Liz Margarita Matías Peña - mmatias@larepublica.com.co Jueves, 16 de febrero de 2012

La justicia colombiana está `ad portas` de un nuevo escándalo en el sector agropecuario, pero que esta vez involucra a los floricultores del país, quienes por cuenta de los recursos que recibieron hace algún tiempo de parte del Gobierno, ahora tendrán que enfrentar las consecuencias de las presuntas ayudas a campañas políticas, en especial la del ex ministro de Agricultura, Andrés Felipe Arias en su candidatura presidencial.

En total, se estima que serían $224.000 millones los que estarían `embolatados`, de ahí que la Fiscalía General de la Nación aliste para el próximo 29 de febrero los primeros interrogatorios a 15 funcionarios del Banco Agrario.

Así mismo, próximamente adelantará los respectivos procedimientos a los empresarios directamente involucrados en los hechos. Frente a la situación y lo que podría representar un caso como estos a los floricultores, Julio José Orozco, abogado penalista, señaló que lo más indicado es que los empresarios colaboren no solo con la devolución de los subsidios, sino también con la justicia.

'La vinculación por interrogatorio que le hace la Fiscalía a varios e importantes floricultores puede tener la suerte marcada con lo ya vivido por la familia Dávila, donde el preacuerdo celebrado para la devolución de dineros fue tumbado por un juez', explicó el abogado, quien agregó que en casos como estos no solo vale el reintegro de los recursos, sino el delito en sí.

'Con un fuerte regaño el juez llamó la atención a la Fiscalía, a la que le endilgó estar ofreciendo penas menores sin tener competencia para ello. Con este antecedente, los floricultores tienen que dirigir muy bien su defensa', explicó Orozco.

Dineros que evitarían los despidos Según explicó el presidente del Banco Agrario, Francisco Estupiñán, los subsidios otorgados a los empresarios correspondieron a una línea de crédito creada en 2008, la cual estaba direccionada a apoyar a los exportadores del sector agropecuario, en específico a floricultores y bananeros.

'Los entes de control, en este caso Fiscalía y Contraloría, adelantan investigaciones rutinarias sobre los créditos otorgados, teniendo en cuenta que algunas de las empresas beneficiarias se han siniestrado', señaló el directivo, quien no quiso pronunciarse sobre los requisitos que le exigieron a los floricultores a la hora de entregar los dineros, aspecto clave que determinaría si se hizo algún estudio previo para saber si realmente los necesitaban.

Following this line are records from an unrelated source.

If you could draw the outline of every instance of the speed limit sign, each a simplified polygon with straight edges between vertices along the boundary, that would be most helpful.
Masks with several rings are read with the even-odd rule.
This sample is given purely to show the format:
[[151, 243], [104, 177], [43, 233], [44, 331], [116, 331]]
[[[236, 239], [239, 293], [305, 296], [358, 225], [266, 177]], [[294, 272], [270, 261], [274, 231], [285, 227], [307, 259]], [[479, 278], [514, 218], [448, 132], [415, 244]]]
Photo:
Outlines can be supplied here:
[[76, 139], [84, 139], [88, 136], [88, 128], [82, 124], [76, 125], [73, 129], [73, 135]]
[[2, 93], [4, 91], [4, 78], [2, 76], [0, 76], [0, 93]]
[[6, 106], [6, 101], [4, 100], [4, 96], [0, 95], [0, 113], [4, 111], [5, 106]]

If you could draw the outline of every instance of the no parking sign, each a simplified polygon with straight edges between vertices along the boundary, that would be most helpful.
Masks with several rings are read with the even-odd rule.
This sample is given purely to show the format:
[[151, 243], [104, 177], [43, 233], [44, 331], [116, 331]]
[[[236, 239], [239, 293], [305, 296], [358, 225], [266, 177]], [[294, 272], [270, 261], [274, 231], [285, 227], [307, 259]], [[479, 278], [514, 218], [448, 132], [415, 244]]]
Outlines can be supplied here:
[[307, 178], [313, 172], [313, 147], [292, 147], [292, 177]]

Por su parte, el presidente de la Sociedad de Agricultores de Colombia, SAC, Rafael Mejía, dijo que los recursos se otorgaron adecuadamente a las empresas, lo que desvirtuaría la acusación de que los dineros se usaron para otros propósitos distintos a los establecidos en la línea de crédito.

'Aún así, pueden existir casos particulares que tendrán que ser debidamente investigados', puntualizó el dirigente gremial.

En términos generales, estos subsidios se crearon en medio de la crisis originada por la revaluación del peso, situación que generó claras dificultades económicas a los subsectores exportadores del agro, lo que también atentó contra la creación y sostenimiento de los puestos de trabajo, una situación grave si se tiene en cuenta que una industria como la de las flores es intensiva en mano de obra.

Según la información presentada por la Fiscalía, los involucrados en este nuevo escándalo serían floricultores de distintas partes del país.

Antecedentes
La línea de crédito que benefició a los floricultores en su momento fue creada en el 2008, año en el que empezó a evidenciarse la revaluación, aspecto que disminuyó radicalmente las ganancias de los empresarios del sector. Ante esta situación, era claro que la sostenibilidad del subsector estaría en entredicho, de ahí que el Gobierno tomara cartas en el asunto e interviniera, pues la primera afectada sería la mano de obra, que para el caso de las flores, es representativa.